Erithacus rubecula


  • Order : Passeriformes
  • Family : Muscicapidae
  • Genus : Erithacus
  • Species : Rubecula


  • Linnaeus, 1758


  • Size: 14 cm
  • Wingspan : 20 to 22 cm
  • Weight : 16 to 22 g


15 years



The vocal emissions of the robin are typical. The most frequent call is a metallic “tic” of excitement, often repeated in staccato and expressing a form of anxiety. In the very excited bird, it can be emitted at a very fast rhythm. It is the call used by adults near the nest in case of danger for example. Another classic call consists of a short, high-pitched, penetrating “tsiih” that can be considered a contact call. The song is very characteristic. It is a sequence of whistled and rolled notes, of high pitch, like a soft and liquid babble, which seems to flow naturally along a continuous phrase. This species has the particularity to know a resumption of the song in autumn, song which will be used by the males in winter to defend a food territory. This song is considered softer than the spring song.
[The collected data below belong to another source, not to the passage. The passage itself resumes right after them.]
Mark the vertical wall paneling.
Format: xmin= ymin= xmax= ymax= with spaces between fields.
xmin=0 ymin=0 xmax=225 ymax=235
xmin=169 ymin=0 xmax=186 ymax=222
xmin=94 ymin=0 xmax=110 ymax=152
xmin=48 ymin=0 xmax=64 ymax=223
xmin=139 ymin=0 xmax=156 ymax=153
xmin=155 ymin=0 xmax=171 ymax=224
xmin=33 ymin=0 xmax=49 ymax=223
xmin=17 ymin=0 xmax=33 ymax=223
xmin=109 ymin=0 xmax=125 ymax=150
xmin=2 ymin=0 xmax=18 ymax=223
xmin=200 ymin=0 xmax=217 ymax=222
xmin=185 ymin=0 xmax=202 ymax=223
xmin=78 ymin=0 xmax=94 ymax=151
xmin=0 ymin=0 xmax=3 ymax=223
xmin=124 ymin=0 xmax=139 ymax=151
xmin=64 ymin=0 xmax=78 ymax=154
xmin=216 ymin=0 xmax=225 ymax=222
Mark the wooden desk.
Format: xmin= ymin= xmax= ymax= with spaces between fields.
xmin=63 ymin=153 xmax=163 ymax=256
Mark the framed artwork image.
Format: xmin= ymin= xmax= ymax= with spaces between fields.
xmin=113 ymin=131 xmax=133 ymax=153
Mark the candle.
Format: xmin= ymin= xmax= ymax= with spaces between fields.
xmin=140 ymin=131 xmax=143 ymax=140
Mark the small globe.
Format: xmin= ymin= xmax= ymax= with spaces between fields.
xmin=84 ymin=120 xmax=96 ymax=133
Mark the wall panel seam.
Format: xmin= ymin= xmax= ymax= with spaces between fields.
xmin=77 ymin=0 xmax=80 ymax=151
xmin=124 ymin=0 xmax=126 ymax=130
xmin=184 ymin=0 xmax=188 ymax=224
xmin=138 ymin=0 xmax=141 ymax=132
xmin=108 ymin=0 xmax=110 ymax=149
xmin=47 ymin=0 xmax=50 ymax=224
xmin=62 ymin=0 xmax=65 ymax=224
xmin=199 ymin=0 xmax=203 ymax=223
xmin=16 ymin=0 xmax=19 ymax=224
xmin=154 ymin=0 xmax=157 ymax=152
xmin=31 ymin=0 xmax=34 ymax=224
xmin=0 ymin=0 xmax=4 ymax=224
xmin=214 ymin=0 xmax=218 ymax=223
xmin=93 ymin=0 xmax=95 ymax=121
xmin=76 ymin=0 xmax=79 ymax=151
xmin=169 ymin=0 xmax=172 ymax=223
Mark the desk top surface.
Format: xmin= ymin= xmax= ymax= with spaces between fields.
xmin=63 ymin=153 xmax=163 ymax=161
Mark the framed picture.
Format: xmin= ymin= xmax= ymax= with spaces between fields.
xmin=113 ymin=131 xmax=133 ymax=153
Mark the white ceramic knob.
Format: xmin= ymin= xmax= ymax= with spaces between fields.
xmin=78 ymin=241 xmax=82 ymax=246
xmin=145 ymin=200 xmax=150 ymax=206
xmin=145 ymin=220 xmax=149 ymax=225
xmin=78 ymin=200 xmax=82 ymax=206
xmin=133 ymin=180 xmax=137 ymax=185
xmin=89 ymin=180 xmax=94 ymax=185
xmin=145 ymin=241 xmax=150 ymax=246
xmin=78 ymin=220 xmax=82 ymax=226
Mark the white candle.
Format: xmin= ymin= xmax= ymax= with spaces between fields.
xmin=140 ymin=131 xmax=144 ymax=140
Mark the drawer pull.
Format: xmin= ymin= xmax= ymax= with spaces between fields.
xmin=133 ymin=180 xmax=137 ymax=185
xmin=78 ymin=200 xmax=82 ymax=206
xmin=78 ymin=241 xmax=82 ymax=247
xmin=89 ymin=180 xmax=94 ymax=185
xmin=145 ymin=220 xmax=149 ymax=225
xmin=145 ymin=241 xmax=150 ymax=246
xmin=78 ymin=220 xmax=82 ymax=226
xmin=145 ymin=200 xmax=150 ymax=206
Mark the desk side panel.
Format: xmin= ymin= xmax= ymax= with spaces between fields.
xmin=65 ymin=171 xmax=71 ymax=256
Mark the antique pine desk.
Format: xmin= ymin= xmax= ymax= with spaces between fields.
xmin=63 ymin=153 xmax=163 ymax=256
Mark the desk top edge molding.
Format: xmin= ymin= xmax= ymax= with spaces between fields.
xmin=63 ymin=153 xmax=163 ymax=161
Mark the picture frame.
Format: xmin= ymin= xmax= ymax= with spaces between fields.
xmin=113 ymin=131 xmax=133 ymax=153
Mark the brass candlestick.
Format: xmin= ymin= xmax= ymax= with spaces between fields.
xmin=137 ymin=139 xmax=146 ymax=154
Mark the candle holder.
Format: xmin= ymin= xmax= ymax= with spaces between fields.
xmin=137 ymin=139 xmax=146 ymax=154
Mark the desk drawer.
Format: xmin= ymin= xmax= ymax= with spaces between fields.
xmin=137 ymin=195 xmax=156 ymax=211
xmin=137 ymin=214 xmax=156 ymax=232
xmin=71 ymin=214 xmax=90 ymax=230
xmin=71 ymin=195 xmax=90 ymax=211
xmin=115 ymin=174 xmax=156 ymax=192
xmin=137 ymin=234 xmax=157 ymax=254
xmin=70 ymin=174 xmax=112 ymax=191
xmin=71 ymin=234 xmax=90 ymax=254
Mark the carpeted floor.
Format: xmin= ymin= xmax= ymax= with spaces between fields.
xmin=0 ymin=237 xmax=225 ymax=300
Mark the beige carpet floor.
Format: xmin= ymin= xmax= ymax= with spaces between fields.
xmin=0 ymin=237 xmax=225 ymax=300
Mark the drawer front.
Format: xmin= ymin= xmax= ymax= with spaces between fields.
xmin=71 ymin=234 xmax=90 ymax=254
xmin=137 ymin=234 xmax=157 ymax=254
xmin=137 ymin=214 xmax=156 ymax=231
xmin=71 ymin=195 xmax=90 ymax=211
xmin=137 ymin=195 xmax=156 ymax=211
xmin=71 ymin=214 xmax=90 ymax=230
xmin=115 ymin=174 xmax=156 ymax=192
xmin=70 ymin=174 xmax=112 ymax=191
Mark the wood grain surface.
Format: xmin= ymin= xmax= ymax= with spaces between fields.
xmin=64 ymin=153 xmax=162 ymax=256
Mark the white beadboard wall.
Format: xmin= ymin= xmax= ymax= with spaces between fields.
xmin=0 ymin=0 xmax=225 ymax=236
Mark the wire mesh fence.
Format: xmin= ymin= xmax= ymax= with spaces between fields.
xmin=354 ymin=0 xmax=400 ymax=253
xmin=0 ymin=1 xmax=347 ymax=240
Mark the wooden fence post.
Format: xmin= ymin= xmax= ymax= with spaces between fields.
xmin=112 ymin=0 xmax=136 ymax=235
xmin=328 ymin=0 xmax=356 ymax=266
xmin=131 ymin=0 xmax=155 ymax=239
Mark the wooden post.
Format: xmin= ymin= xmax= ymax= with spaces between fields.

The House Robin is a small, plump bird with relatively short wings that barely reach the middle of the tail. The adult is easily recognizable by the orange color that covers the entire front of the body, forehead, lores, sides of the head, neck and breast. This large orange area is bordered by a light gray band that is not very visible on the top of the forehead and on the sides of the neck and chest. The rest of the underside is dirty white washed with russet on the flanks. The upper parts are of a brown shaded with olive, rather dark. The rump and the supra-caudals are of a slightly warmer brown. The remiges are hemmed with buff, which lightens a little the closed wing on which stand out the darker primary coverts. The eye is dark. The thin, short and straight bill is dark brown, with the base a little lighter. The legs are reddish or brownish according to the light, sometimes pinkish.

The juvenile has a silhouette similar to that of the adult, but a very different appearance. The orange color is absent. The whole body is brown, largely speckled with russet buff as it is the rule in the muscicapids. The future orange plastron nevertheless already shows because at this level the feathers are more reddish than elsewhere. Nevertheless, it will be necessary to wait for the postjuvenile moult to see the first orange feathers appear. On the closed wing a reddish bar formed by the points of the large covers thus coloured is clearly distinguished. This character will persist after the first moult and will allow the following year to know that we are dealing with a second year bird. Otherwise, the first weeks, the yellow mouth commissure is well visible.


The House Robin is primarily a forest bird, whether deciduous, evergreen or mixed, which is the optimal environment it frequents on its breeding grounds. But from there, it spills over into other favorable wooded environments such as riparian forests of streams, parks, hedgerows, etc.. In the bad season, it leaves the forest, especially the northern birds that are migratory, to gain more anthropized environments such as gardens in the countryside, but also in the city, the margins of agricultural areas provided with woody, scrubland and scrub in Mediterranean biome, etc. We can almost say that it can be everywhere where there are woody plants in the wintering area.

THREATS – protection

The House Robin is widespread throughout most of its range and not threatened. However, it is well known that in the southern Mediterranean, like many other migratory bird species, the species is heavily harvested by local people for culinary purposes, using nets or other means.